Keep the focus on web tier WEB-HR-WD-TIER as it is shown in the below figure. On focus, it pops up outgoing, incoming, bidirectional paths. As per this example, we can see:

  • Outgoing traffic to Boston site
  • Bidirectional traffic between web tier to Singapore site
  • Incoming traffic from VDI-TIER (VDI VM’s)
  • Incoming Traffic from Internet
  • Outgoing traffic to app tier of HR application APP-HR-WD-TIER
  • Outgoing traffic to app tier of Finance application.
  • Outgoing traffic to Seattle site

 

Figure 3: HR Application with a focus on the web tier.
 

The data that’s being shown in Network Insight, is showing us that within the web servers are talking to the application servers, which is fine. However, the web servers also seem to be talking to the database servers, which is not supposed to happen. Furthermore, the web servers from the HR application are also talking to the API servers if the finance (SAP) application, which is also not supposed to happen. We should probably fix that by implementing security policies to stop that. By referring to the recommended firewall rules above and flows in question, we might want to:

  • DENY traffic between WEB-HR-WD-TIER to DB-HR-WD-TIER
  • DENY traffic between WEB-HR-WD-TIER to API-FIN-SAP-TIER

Now, let’s look at the Finance application it the same way and visualize its flows, geographical sites and generate the recommended firewall rules.

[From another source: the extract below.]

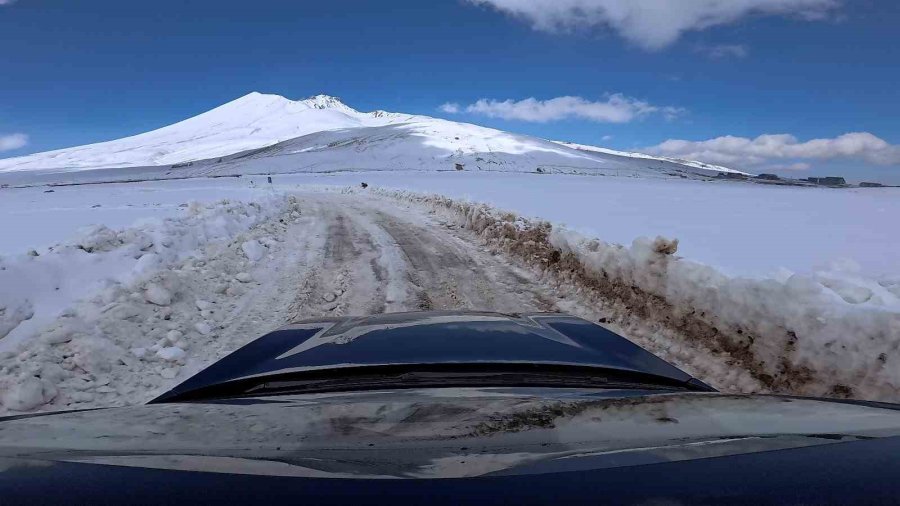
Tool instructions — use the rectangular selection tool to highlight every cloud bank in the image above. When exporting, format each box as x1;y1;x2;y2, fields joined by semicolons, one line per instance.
441;94;683;123
644;132;900;169
0;133;28;152
466;0;839;50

If we keep the focus on GW-FIN-SAP-TIER, then we can understand that there is:

  • Incoming traffic from VDI-TIER residing in Singapore site. This was expected because from Singapore, VDI can access Finance application.
  • Outbound traffic from GW-FIN-SAP-TIER to APP-HR-WD-TIER. This flow is in question, it was not expected. See more info in the diagram below.
  • Incoming traffic from Internet. This flow is in question, it was not expected.

 

Figure 4: Finance Application with focus on gateway tier.
 

As per the recommended firewall rules above and flow in question, we might want to:

  • DENY GW-FIN-SAP-TIER to Singapore which is APP-HR-WD-TIER

 

Figure 5: Finance Application with focus on gateway tier showing internet incoming traffic.
 

Here we have something really peculiar and something that we should probably block right away. For some reason, there is network traffic coming from the internet to the SAP application. By referring to the recommended firewall rules above and the flow in question, we might want to:

  • DENY traffic from the internet to finance application GW-FIN-SAP-TIER

Now, let’s see communication between Finance application API-FIN-SAP-TIER and HR application APP-HR-WD-TIER. As it was expected, there were supposed to be a communication between these two applications at APP-HR-WD-TIER and API-FIN-SAP-TIER level. We can check the communication between these two tiers as below.

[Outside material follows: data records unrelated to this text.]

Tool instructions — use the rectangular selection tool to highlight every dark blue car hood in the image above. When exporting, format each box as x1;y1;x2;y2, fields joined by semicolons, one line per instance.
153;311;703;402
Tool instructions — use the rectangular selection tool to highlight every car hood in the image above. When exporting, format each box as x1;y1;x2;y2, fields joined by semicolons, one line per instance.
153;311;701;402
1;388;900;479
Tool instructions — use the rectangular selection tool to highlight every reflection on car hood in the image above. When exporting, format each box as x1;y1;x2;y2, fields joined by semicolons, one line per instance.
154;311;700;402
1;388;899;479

Figure 6: Two application tier communication.
 

By referring to the recommended firewall rule above, we want to explicitly place this rule in firewall to allow this communication.

Geographical Distribution

In exactly the same way we visualized the network flows between applications, we can have a look at how much traffic is being sent between the multiple sites where the HR application is hosted. Specifically, we’ll have a look at the App tier of the HR application.

Figure 7: HR Application App Tier geographical sites communication and bandwidth size.
 

Above are only a few ways how you can visualize application connectivity. This provides some context and correlation which helps during troubleshooting, monitoring, and micro-segmentation security planning.

Conclusion

VMware Network Insight solves the age-old question; what’s happening on my network? Only with the application context that VMware Network Insight brings, can you visualize your applications across multiple regions and answer that question. From the simple visualization to see what intra-application network flows there are, to drilling deep and seeing the exact network flows that are happening.